Obras de Soler, Schubert y Schumann

Teatro Principal de Alicante

Sociedad de Conciertos.

Varvara Nepomnyashchaya, piano.

4 estrellas

Todos los compositores tienen un momento concreto, tan solo unos compases, por los que, ya de por sí, habrían pasado a la historia del arte. En el caso del compositor alemán Robert Schumann le habría bastado con la coda de la Arabesca Óp. 18: sólo 16 compases de pura magia. Lo cierto es que esta aseveración que he lanzado con la ligereza que me permite el poder contradecirla a renglón seguido es tan falsa como las listas de los mejores pianistas, las mejores interpretaciones o cualquiera de esas boberías de las que, lo entiendo, viven y tienen que vivir las revistas de divulgación musical.

También, me pueden decir ustedes, una bobería es eso de criticar una interpretación; al fin y al cabo, uno es libre para interpretar como quiera una obra musical en la que ni los intérpretes ni los oyentes ni las salas pertenecen a la época en la que se compuso la obra. Bien: esto es verdad, pero a medias. Hay unos parámetros que están más o menos -también depende de la época de composición- definidos en la partitura y otra cosa sería ver qué margen de libertad se adopta con esos parámetros.

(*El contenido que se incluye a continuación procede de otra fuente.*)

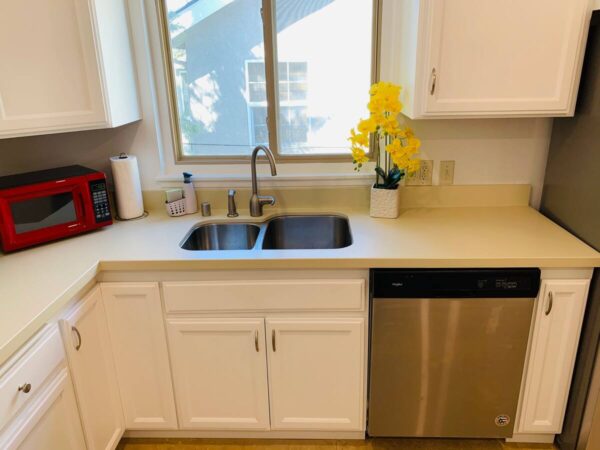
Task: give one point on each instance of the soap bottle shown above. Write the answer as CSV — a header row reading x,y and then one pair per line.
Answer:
x,y
189,194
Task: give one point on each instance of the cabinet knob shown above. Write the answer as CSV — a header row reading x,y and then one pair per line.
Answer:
x,y
76,332
25,388
433,81
550,302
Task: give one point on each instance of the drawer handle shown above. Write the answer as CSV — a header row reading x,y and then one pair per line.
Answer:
x,y
76,331
550,303
25,388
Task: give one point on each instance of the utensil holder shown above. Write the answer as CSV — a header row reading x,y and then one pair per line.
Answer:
x,y
176,208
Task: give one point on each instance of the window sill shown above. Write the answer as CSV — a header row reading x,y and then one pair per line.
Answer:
x,y
364,178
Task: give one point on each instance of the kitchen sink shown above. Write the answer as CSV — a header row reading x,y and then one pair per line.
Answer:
x,y
307,232
286,232
221,236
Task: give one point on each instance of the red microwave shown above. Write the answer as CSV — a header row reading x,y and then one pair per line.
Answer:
x,y
37,207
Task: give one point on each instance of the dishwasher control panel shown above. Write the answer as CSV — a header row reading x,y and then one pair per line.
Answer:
x,y
455,283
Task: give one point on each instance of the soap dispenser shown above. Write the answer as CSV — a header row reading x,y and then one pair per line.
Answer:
x,y
189,194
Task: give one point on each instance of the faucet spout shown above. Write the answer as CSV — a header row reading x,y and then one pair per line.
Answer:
x,y
257,201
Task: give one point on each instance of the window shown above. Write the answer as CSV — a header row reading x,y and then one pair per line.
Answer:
x,y
291,74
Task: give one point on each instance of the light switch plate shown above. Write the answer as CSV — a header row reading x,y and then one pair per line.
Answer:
x,y
446,173
423,176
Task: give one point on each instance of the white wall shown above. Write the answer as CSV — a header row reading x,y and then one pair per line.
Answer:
x,y
486,151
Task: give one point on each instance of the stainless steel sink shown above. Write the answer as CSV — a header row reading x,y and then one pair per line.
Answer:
x,y
307,232
221,236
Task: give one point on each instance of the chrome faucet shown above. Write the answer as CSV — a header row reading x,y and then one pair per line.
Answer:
x,y
231,208
258,201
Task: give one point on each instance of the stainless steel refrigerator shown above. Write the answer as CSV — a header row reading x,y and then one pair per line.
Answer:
x,y
571,197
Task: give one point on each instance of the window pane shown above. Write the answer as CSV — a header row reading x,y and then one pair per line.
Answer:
x,y
218,56
298,71
257,92
326,48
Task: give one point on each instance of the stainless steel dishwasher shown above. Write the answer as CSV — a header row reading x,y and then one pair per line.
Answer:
x,y
447,350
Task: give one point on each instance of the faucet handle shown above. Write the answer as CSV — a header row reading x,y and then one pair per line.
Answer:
x,y
231,208
266,200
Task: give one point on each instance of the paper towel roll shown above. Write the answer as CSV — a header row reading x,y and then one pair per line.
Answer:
x,y
128,188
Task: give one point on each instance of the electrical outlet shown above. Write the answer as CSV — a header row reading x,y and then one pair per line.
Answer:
x,y
446,172
421,177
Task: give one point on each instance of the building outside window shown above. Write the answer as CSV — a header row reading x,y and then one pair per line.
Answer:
x,y
226,83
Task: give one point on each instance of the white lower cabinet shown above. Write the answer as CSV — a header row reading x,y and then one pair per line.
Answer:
x,y
139,346
50,422
556,329
220,373
87,342
316,373
315,377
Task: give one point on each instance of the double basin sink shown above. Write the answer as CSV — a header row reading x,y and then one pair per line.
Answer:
x,y
285,232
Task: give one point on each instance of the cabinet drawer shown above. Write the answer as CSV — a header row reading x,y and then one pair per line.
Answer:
x,y
263,295
31,366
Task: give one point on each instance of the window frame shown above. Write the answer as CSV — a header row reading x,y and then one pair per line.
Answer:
x,y
270,36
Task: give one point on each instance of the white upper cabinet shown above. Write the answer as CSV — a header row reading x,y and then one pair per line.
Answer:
x,y
67,65
484,58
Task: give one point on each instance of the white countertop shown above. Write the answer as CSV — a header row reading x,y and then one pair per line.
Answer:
x,y
36,283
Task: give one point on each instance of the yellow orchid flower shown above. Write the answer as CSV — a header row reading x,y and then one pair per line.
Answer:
x,y
359,139
366,126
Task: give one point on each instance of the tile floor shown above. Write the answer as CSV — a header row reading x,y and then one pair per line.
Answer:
x,y
370,444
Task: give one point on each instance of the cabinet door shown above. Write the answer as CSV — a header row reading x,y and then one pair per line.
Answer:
x,y
220,373
87,342
50,77
557,325
483,57
316,374
139,345
50,422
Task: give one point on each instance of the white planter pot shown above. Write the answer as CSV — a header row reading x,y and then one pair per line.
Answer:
x,y
384,203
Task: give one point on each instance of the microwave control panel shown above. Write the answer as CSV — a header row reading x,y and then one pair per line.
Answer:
x,y
100,200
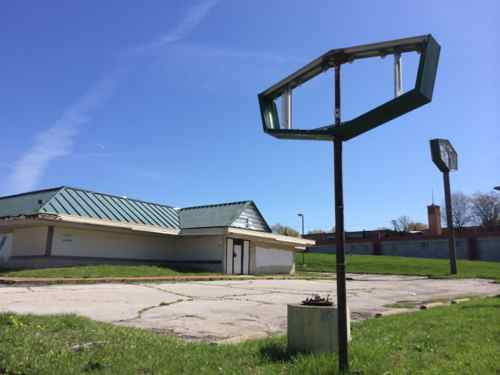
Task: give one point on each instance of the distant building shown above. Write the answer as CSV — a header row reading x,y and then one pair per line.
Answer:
x,y
473,243
66,226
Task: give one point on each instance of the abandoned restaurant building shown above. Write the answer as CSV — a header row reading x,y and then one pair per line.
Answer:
x,y
66,226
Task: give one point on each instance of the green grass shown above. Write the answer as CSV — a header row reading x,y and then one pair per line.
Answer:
x,y
398,266
101,271
458,339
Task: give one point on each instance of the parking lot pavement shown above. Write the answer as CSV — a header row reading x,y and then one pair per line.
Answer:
x,y
228,311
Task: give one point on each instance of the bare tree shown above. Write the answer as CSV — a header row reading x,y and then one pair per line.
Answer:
x,y
461,206
285,230
485,208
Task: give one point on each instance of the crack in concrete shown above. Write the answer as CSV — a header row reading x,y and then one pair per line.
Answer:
x,y
148,308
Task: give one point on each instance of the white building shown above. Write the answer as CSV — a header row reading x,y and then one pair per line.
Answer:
x,y
67,226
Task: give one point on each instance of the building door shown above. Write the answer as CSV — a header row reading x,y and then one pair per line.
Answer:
x,y
237,256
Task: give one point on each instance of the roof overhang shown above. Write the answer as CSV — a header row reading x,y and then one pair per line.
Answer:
x,y
293,243
51,219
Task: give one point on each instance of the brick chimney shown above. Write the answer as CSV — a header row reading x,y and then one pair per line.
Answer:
x,y
434,219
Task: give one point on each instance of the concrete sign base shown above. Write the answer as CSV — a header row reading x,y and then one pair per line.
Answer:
x,y
313,329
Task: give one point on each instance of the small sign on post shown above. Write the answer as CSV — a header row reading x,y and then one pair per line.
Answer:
x,y
445,158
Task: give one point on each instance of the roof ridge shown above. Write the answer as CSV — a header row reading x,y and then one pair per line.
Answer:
x,y
217,205
32,192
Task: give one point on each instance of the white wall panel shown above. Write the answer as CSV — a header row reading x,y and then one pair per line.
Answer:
x,y
29,241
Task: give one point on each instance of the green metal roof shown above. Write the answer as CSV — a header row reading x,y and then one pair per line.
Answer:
x,y
244,214
72,201
26,203
84,203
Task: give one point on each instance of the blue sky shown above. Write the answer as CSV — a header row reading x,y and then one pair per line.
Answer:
x,y
158,100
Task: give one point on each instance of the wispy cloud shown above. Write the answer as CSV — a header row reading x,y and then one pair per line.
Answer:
x,y
57,140
193,18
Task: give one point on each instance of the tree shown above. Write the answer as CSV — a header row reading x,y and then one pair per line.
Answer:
x,y
485,208
284,230
461,206
401,224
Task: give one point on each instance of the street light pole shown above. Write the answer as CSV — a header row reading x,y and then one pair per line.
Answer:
x,y
302,218
339,236
449,223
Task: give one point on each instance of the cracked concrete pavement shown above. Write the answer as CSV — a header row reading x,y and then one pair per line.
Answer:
x,y
227,311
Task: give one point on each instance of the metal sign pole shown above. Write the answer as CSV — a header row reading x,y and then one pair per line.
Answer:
x,y
449,223
339,236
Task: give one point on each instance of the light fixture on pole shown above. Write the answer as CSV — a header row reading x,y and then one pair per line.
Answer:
x,y
445,158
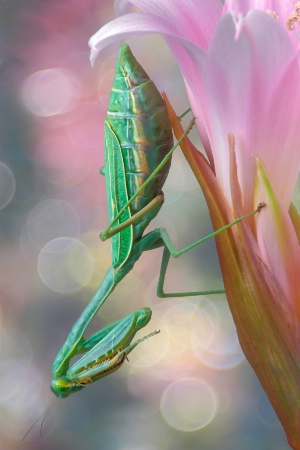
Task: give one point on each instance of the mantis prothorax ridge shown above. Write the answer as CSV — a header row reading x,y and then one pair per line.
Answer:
x,y
138,149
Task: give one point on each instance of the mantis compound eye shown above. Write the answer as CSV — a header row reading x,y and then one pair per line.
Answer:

Si nos ponemos castrenses podemos seguir la indicación que sobre el tema dio Claude Debussy: «Ustedes no interpreten: limítense a tocar lo que pone en la partitura». Sin embargo, en la misma época, Alexander Scriabin le dijo con cierta crudeza a un alumno que intentaba imitar su propia interpretación de una de sus obras: «No me imite: yo hago la interpretación de Scriabin, usted tiene que hacer la suya».

En esta encrucijada nos encontramos los críticos, los profesores y todo aquel que tenga que opinar sobre música y, como resultado, lo único razonable es adoptar unos mínimos. Para mí un mínimo es no hacer sistemáticamente los aspectos de una interpretación. Por esto mismo, a mí me incomodaba que Varvara Nepomnyashchaya (Varvara) tienda, o tendió, a hacer sistemáticamente un pequeñísimo ritardando en cada frase. Esto, que en Schubert puede encuadrar dentro de su mística, en el alocado mundo rítmico de Schumann termina por desfigurar y limar las aristas de su impetuoso lenguaje. ¿Eso significa que está mal interpretado? El problema de esta pregunta es que el concepto malo es de ambigua definición: ese elemento se vio compensado por un sentido del color y de la forma muy sólido en el que la estructura de la sonata se mostraba cristalina y diáfana. Igualmente, el Schubert resultó delicioso (¡qué juego da está palabra!) con una interpretación generosa en el fraseo, comedida en los tempos y centrada en la visión de un Schubert resignado a la muerte. Pero ante todo destacó el sonido cuidado, nunca crudo, más bien con algo de congoja, que destiló en las cuatro maravillosas obras que integran la segunda serie de impromptus del compositor vienés. De agradecer fue, es honra decirlo, la introducción en el repertorio de obras del compositor español Antonio Soler que fueron interpretadas con el mimo, el ritmo y la libertad que la música del Padre Soler requiere.